Both vaccines that have been approved deploy messenger RNA (mRNA), something we already have in plentiful supply in our bodies. And these vaccines also contain those little fatty materials called lipids. So, I will be giving up a Pfizer product that reduces lipids and at the same time hoping for a vaccine that contains added lipids as the means for defeating the Coronavirus. Pfizer and Moderna both deliver those added lipids into our systems in quite different ways. I’m no biochemist, but I’m thinking that stopping Atorvastatin now will be a good preparation for maximizing the impact of the lipid delivery system of whichever vaccine I am fortunate enough to get. The one thing I know about lipids from years of hearing about them from St. Lukes, Pritikin and Duke (not to mention an array of general practitioners) is that there are good lipids and bad lipids. High-density (HDL) is the good stuff that reduces plaque while Low-density (LDL) is the bad stuff. So, here am I, wondering, when presented with the opportunity by Dr. (fill in with an unpronounceable Vietnamese name) to get my COVID vaccine, if I should pretend to understand the difference in lipid delivery systems between Pfizer and Moderna and even whether the lipids being delivered to me are High or Low density sorts.

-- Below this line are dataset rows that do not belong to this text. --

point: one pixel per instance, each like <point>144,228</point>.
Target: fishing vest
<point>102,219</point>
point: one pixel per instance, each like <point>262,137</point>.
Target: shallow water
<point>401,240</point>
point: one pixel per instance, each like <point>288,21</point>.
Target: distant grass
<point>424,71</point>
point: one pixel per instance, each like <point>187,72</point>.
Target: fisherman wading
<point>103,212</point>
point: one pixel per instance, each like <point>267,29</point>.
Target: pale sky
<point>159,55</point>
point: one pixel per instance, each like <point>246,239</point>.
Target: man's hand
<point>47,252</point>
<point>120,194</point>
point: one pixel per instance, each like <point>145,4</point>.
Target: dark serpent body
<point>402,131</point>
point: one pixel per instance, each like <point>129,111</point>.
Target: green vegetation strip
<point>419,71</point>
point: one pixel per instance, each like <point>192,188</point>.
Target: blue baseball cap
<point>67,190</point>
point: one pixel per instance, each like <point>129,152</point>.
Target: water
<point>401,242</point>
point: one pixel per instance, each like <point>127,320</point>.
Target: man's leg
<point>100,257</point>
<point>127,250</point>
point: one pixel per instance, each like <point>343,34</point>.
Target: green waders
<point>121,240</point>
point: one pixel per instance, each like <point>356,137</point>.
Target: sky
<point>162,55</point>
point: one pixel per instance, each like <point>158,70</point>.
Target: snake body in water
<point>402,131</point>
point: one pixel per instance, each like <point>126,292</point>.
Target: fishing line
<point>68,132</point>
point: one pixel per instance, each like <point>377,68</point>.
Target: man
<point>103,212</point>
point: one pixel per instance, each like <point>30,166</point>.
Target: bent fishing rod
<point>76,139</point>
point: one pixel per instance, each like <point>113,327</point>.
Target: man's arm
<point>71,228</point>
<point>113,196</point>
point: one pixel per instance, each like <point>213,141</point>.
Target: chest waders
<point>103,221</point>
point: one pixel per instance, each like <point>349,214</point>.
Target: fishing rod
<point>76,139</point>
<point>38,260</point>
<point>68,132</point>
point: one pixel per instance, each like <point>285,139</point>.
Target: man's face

In a word, I am confused. But then COVID is confusing in so many ways. Today my granddaughter was upset that she did not get a snow day from Mayor Bill DeBlasio. Virtual education, like remote working has the benefit of eliminating commutation and all the things like meteorological constraints. But still, kids will be kids and no one wants no snow days in life. And I guess I want all good lipids, no bad lipids and a bunch of messenger RNA to keep me from the jaws of the COVID dragon and so that I too do not collapse during an evening walk and have my heart stop from either too much bad cholesterol, too little good cholesterol, lack of sleep or some COVID-induced blood clot that plugs up against the plaque build up in my heart. I just want a snow day like everyone else.